Next time you are interviewing a candidate for a job you might want to take what they say with a pinch of salt, if a new study into jobseeker behaviour is to be believed.
Research by psychometric consulting firm SHL has found one third of job applicants are lying in their resume or interview, putting employers at risk of drawing the wrong candidate from an already shrinking talent pool.
It found that 32 per cent of job applicants stretch the truth; exaggerating work experience, offering fake references or lying about previous salaries.
Stephanie Christopher, SHL national director, said: “Organisations face an increasingly competitive job market, as the economy continues to grow in 2010. With this research confirming candidates are ‘massaging’ parts of their CV and experience, it is becoming more difficult for employers to identify and secure the right candidate.”
The research found that the most common embellishment was exaggerated or imagined work experience; with 17 per cent admitting to stretching the truth in this area.

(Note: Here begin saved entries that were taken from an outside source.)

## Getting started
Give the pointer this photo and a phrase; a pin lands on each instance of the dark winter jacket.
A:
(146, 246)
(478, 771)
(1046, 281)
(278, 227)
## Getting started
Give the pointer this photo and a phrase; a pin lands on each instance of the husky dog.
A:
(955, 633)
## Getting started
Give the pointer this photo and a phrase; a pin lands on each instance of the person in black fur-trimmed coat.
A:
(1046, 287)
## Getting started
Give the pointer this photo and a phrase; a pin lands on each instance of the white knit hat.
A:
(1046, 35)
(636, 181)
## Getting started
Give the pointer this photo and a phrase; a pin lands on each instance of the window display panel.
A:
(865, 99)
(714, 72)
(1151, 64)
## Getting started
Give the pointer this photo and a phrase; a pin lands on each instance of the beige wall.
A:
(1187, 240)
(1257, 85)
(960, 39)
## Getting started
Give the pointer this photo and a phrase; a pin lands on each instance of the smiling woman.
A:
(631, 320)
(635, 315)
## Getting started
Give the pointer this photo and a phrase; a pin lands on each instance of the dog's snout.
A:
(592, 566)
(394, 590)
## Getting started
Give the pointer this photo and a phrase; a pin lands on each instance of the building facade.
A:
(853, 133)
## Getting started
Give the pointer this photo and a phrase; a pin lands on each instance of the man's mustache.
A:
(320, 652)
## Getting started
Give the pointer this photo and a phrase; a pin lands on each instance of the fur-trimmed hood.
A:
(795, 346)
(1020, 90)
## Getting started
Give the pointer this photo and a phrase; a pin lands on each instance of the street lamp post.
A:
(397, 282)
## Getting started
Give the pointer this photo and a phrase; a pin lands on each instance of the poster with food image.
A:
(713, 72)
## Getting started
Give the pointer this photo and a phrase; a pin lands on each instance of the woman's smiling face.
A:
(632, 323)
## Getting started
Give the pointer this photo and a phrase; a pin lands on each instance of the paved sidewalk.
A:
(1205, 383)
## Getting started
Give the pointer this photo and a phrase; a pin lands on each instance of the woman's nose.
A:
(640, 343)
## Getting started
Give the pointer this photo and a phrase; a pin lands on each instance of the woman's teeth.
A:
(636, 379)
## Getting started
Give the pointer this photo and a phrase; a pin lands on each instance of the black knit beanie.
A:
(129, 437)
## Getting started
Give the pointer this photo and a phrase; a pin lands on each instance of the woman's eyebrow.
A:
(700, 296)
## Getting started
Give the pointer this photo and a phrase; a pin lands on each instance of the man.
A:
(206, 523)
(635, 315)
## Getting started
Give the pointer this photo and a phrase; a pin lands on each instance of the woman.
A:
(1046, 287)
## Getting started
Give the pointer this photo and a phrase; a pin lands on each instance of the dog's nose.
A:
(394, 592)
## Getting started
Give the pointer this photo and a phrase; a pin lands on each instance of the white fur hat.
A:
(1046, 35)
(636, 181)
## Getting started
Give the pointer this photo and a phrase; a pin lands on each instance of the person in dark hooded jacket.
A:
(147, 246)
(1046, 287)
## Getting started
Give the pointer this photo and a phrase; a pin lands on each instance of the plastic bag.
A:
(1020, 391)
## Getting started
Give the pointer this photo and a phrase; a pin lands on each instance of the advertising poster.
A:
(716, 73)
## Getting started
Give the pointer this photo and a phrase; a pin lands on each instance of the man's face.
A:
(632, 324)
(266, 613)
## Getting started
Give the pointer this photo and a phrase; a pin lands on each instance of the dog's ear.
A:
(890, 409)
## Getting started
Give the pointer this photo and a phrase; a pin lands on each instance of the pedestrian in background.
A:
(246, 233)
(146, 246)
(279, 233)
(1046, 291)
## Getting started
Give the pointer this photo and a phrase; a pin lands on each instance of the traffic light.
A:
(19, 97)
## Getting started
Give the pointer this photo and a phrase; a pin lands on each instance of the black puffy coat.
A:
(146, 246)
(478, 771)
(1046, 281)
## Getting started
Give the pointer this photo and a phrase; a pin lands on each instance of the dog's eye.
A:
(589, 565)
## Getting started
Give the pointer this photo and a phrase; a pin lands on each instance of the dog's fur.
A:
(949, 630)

The next most common lies were offering friends as false employer referees (16 per cent), lying about salary packages from previous jobs (10 per cent), making up references (6 per cent) and fabricating qualifications (3 per cent).
Christopher says that as demand for talent rises and skills shortages resurface, employers need to ensure they have a thorough recruitment process to secure the right person for the job.
“Reading hundreds of resumes or relying on gut instinct is a time consuming and unreliable method to select, or even shortlist staff. Not only are organisations at risk of hiring the wrong candidate, there is real potential that they have culled the best person for the job before reaching the interview stage,” says Christopher.